The future of lidar is uncertain unless, as Voyant hopes to do, its price and size are reduced to fractions of their current values. As long as lidars are sandwich-sized devices that cost thousands, they won’t be ubiquitous — so Voyant has raised some cash to bring its smaller, cheaper, more easily manufactured, yet still highly capable lidar to production.
When I wrote up the company’s seed round back in 2019, the goal was more or less to shrink lidar down from sandwich to fingernail size using silicon photonics. But the real challenge faced by nearly every lidar company is getting the price down. Between a strong laser, capable receptor and a mechanical or optical means of directing the beam, it just isn’t easy making something cheap enough that, like an LED or touchscreen, you can easily put several of them in a vehicle that costs less than $30,000.
CEO Peter Stern joined the company just as COVID was getting started, and they were looking for a way to turn a promising prototype developed by co-founders Chris Phare and Steven Miller into a working and marketable product. After going back to basics they ended up with a photonics-based frequency-modulated continuous wave (FMCW) system (just go with it for now) that could be manufactured at existing commercial fabs.
“Every other system is filled with a lot of expensive stuff — our vision is a mass-produceable chip, like anything else,” he said, and noted the lack of a powerful precision laser as a huge savings to cost and space. “What people use as a laser source generally costs a lot, needs assembly and calibration, there are lens issues… our laser sources are basically out of date, slightly refurbished datacom lasers the size of sesame seeds. These things cost like $5 each, the laser path costs $30, something like that.”
This tiny scale is made possible by the FMCW method, used more often in radar. A continuous beam of light encoded with identifiable data patterns and constantly adjusting its frequency, this approach avoids many issues with traditional lidar methods. And the way Voyant does it, it’s cheap — possible to get under a hundred bucks with scale. All the optics, beam handling and sensing and so on is right there on the chip.
But they’re not going up against Velodyne or any of the upstart lidar companies duking it out in the automotive sector like Luminar and Baraja. “We’re too underfunded to take us through an automotive development cycle,” Stern said — and indeed it’s quite an expensive market to try to break into. “Because we’re cheaper, we see applications in robotics, mobility, industrial safety… anywhere someone wants to use a Velodyne puck, we can displace them for non-automotive purposes pretty quickly.”
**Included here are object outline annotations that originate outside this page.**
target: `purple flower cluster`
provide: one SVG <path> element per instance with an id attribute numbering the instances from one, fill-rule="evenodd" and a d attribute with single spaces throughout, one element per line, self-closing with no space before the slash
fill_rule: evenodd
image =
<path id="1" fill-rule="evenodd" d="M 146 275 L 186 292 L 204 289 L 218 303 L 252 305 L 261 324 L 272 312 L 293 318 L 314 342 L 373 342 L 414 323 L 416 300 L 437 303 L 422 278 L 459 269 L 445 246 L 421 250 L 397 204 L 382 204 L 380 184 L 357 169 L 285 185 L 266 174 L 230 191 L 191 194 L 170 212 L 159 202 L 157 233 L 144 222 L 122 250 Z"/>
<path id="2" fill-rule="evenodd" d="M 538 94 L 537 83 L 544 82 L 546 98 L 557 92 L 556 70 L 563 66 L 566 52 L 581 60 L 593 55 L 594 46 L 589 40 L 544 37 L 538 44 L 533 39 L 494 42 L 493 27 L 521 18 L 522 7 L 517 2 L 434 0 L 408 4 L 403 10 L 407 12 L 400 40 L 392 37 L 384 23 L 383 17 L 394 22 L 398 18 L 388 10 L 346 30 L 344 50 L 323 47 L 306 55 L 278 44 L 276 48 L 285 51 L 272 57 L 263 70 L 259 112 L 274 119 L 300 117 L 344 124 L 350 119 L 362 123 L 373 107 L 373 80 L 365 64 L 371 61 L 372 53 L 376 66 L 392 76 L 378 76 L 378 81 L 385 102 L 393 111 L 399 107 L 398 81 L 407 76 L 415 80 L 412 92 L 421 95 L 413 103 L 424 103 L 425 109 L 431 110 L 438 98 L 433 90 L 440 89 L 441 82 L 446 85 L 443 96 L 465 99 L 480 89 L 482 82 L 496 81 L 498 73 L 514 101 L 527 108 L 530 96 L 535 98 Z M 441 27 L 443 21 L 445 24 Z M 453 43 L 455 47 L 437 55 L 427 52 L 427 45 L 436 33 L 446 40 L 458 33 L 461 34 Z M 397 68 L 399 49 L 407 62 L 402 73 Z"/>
You may very well think “wait, I have lidar on my phone — what’s different about this?” Certainly you can make lidar units at this scale and size, but their capabilities are extremely limited. Great for scanning your living room, but unreliable past a few meters or in sunshine or bad weather. Voyant isn’t going for cars, but its devices still have auto-grade specs: millimeter accurate out to a hundred meters, the sort of thing you want when you’re traveling 70 MPH.
The FMCW technique (also used in Aeva’s lidars) produce fewer points, leading to lower resolution, but it provides instantaneous doppler velocity. Knowing how fast the thing your beam hit is moving without having to expend extra scanning power or computation is arguably a big plus.
Another interesting leg up it has on the competition is in the unit’s ability to discern not just distance and velocity, but at least to a certain extent material. This uses a measure of polarization, a factor of the beam that is affected in different ways by different surfaces. So from a single data point, Voyant’s devices should be able to tell whether something is metal, asphalt, wood, skin, clothing or fur — among other things. That’s unbelievably useful for categorizing objects — if it has fur on it, it’s probably not a tree or a car, right?
The $15.4 million A round was led by UP.Partners, with participation from LDV Capital and Contour Ventures. The company plans to use the money to move toward production by putting its development kits in the hands of partners. The “Lark” is the more traditional of the two, bouncing the laser signal off a galvo mirror, while the “Sparrow” unit uses a 2D beam steering technique that further reduces the need for mechanical components.
Stern said they’ll be making about 200 units for partners in 2022, and then will start taking commercial orders in 2023. By that time the automotive world may have taken note, but if Voyant’s strategy succeeds, it will have slipped a good piece of the industrial market out of reach of companies making larger, more expensive units.